For the tomatillo salsa I wanted to use the same recipe I used last year. It was good and we are just finishing up our last jar. Did I make a note of it? Of course not! My best guess is that it was the Tomatillo Green Salsa from the Wisconsin Safe Food Preservation Series, which I have the printed booklet versions of in its entirety, thankyouverymuch. I did make two changes to the recipe, something that should be done rarely and carefully with canning recipes. Since our jalapenos are so hot I I used green bell pepper instead of the additional long green chilies and I substituted lime juice for lemon juice. I looked around online and it looks like the bottled stuff is pH adjusted the same as lemon is. Unfortunately, the section of frozen lemon and lime juice that I like has gone entirely missing from our grocery store. I was in a hurry so I grabbed a bottle of ReaLime. That may have been a mistake. When I poured it in the salsa I took a whiff. It smelled more like lime candy than actual limes. I was suckered by the label. It says “100% Lime Juice.” What I missed was the “from concentrate with other added ingredients” under that. I think the lime peel oil they jack it up with may be a bit much. We’ll find out when it’s mellowed in the jar for a while and we taste it.
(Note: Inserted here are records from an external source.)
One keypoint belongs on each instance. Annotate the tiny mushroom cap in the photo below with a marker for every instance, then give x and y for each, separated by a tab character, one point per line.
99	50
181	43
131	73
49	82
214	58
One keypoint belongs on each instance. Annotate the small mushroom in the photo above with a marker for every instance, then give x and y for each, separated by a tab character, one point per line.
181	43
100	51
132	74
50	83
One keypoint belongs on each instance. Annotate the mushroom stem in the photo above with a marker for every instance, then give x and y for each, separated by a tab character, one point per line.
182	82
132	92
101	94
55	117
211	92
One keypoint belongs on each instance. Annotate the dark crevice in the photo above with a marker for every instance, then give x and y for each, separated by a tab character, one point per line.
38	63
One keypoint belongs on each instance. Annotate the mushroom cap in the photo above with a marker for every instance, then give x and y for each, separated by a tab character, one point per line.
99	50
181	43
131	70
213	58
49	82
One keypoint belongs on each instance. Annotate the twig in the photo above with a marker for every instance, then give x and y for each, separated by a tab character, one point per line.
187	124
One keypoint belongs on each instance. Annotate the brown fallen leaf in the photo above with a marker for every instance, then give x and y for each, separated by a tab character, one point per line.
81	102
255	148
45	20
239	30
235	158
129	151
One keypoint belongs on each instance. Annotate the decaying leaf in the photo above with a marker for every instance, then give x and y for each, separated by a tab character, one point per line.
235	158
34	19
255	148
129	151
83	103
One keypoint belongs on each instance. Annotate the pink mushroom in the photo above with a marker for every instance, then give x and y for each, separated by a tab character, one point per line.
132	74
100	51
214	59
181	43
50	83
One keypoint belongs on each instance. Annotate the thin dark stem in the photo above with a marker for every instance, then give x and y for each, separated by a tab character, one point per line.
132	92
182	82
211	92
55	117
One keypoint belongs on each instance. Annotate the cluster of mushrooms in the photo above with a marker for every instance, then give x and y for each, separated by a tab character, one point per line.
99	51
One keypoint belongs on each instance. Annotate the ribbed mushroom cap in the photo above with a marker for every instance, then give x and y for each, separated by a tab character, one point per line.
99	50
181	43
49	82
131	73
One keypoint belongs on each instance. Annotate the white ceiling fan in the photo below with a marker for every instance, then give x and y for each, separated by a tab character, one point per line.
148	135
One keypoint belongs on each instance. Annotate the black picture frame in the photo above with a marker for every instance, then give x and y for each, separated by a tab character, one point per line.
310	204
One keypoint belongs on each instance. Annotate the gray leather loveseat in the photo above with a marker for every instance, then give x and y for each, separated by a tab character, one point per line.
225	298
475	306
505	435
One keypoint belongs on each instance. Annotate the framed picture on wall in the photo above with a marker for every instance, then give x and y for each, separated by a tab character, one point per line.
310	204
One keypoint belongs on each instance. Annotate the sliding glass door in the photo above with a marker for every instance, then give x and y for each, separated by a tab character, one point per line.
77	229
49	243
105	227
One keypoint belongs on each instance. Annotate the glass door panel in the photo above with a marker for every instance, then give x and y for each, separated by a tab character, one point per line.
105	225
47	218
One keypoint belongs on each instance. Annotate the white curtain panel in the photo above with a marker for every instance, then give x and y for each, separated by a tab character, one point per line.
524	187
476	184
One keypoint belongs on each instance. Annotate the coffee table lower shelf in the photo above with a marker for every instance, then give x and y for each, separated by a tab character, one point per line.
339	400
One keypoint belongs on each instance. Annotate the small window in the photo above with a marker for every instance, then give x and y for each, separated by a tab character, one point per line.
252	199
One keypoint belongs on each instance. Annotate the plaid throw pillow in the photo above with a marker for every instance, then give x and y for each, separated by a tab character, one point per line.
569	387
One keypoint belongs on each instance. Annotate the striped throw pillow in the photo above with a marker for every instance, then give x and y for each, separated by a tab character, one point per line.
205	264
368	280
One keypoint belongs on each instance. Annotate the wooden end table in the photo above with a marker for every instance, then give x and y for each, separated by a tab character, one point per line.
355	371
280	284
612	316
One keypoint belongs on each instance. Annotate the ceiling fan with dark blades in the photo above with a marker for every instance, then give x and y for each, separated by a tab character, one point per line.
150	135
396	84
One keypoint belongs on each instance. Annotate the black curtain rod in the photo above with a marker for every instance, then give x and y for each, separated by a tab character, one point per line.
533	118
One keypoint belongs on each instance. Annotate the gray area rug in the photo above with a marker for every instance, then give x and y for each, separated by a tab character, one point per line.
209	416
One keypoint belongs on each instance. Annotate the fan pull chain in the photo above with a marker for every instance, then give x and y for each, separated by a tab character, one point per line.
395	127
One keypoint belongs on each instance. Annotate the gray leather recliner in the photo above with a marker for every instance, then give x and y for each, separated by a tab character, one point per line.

Anyway, the timing worked well enough. While the tomato salsa was processing in the canner I got the tomatillo version simmering. The tomato batch was out of the canner and on the counter with lids popping as I was loading the tomatillo version into the hot water. From beginning to end it took about three hours, including washing all the pots, pans and utensils while the last jars processed.

August Salsa

This has been a good summer for canning. So far I’ve got a batch of our favorite Bread-and-Butter pickles put up, about half the whole tomatoes I’d like to have before winter, and now a couple kinds of salsa. In addition to the additional tomatoes, I want to make the tomatillo salsa again, this time using either just lemon juice or a mix of the good lemon and lime juice if I can find it. We eat a lot of salsa so I may try a different recipe, perhaps one using some of the home-smoked chipotle peppers we’ve get lying around. Now if only the weather would moderate a little from less sauna-like conditions!